I would say yes. This is not a quiet position, so an engine should not call eval here. But even if an engine calls eval in this position (as inner node evals), I think it's better to evaluate this as a passed pawn. Pushing to a2 is an easy win, so let's score it high and let (eventually) the q-search reject that idea. a2! easy win:
If you can't safely play a2 (or axb2), I would not want to evaluate it as a passed pawn.
If you want to evaluate the pawn as a passed pawn, it seems your evaluation should verify that it is black's turn to move and that black can safely play either a2 or axb2. It seems to me that this is pushing things into the evaluation that can be better left to the search, but maybe it is worth while.
bob wrote:
I would say no. Can you safely take on b2? Hard for eval to figure that out. Can you safely push to a2? Ditto. If the b pawn was missing, I would say yes. But I don't currently score a3 as passed in my code.
The pawn is passed in the sense that no pawn is blocking its advance. Generally speaking, most people still count positional features even if the piece generating them is threatened. In this way they allow the qsearch to determine if the pawn capture is relevant. For example, if a rook is on the 7th but is attacked by a bishop, usually the evaluation still gives it the bonus for being on the 7th.
The only real way to test which definition of passed pawn is better is by playing a lot of games. I don't think an answer can be definitively arrived at by logic. After the test games have been played, then one can retroactively justify them to the heart's delight.
-Sam
I think a bit of reasoning can help.
For example, you have a pawn majority. Do you count that as a passed pawn or something less? I count it significantly less, because it is a potential passed pawn, and the placement of enemy pieces or king might make realizing that passed pawn impossible. So a bonus for the threat, but not the full passed bonus.
That logic might work here, but large bonuses that are highly volatile are pretty dangerous based on my tuning experience. If the pawn can't safely advance or capture for whatever reason, the next move black can capture it and the bonus evaporates. I'd like to have the search prove it can hold the pawn first, by either actually pushing or taking on b7 and hanging on to it where black can't trade it at any instant with the simple bxa6.
I could probably modify my passed pawn detection code to handle that easily enough and test, but pretty strong intuition says it is most likely going to be a bit worse. More after I complete the test...
xmas79 wrote:I would say yes.
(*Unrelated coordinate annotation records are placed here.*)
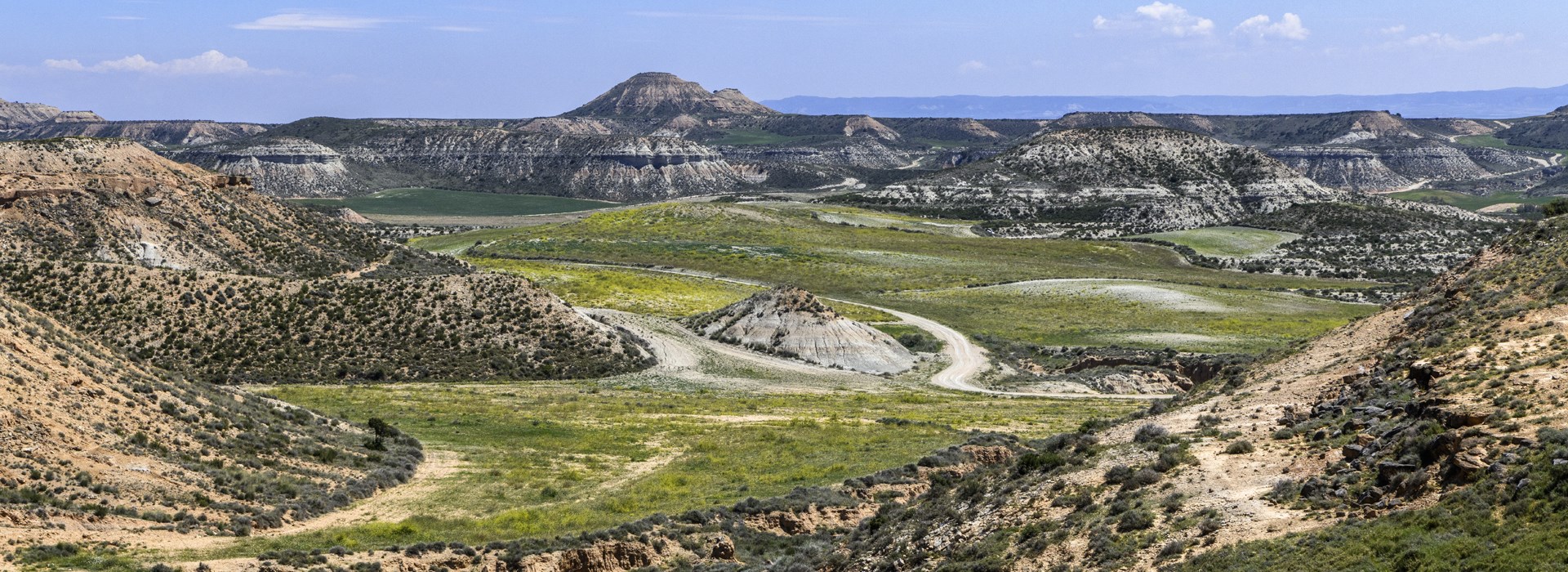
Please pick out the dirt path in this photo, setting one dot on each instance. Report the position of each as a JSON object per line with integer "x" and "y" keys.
{"x": 966, "y": 361}
{"x": 390, "y": 505}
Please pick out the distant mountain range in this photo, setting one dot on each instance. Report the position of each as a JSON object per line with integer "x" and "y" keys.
{"x": 1491, "y": 104}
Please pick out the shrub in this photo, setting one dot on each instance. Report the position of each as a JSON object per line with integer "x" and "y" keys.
{"x": 1150, "y": 433}
{"x": 1556, "y": 208}
{"x": 1133, "y": 521}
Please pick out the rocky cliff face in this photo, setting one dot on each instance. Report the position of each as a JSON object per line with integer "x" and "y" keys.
{"x": 15, "y": 114}
{"x": 127, "y": 435}
{"x": 1102, "y": 182}
{"x": 1338, "y": 167}
{"x": 657, "y": 95}
{"x": 791, "y": 322}
{"x": 151, "y": 133}
{"x": 281, "y": 167}
{"x": 349, "y": 157}
{"x": 117, "y": 201}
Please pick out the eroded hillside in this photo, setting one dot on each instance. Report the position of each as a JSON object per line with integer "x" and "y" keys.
{"x": 98, "y": 445}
This is not a quiet position, so an engine should not call eval here. But even if an engine calls eval in this position (as inner node evals), I think it's better to evaluate this as a passed pawn. Pushing to a2 is an easy win, so let's score it high and let (eventually) the q-search reject that idea. a2! easy win:
There are many ways to create this exact same pawn configuration, where pushing is not an easy win. For example, an enemy bishop on b1. And put an enemy rook on a1 with your queen on a8 and you also can't play axb7 safely, it would depend on whether after axb2 Rxa8 the opponent still has b1 covered so you can't push. Too much dynamic stuff going on, IMHO...
Evals have lots of error, but I think it better to generally err on the conservative side to avoid a highly volatile eval that makes the tree search unstable with serious horizon effect issues.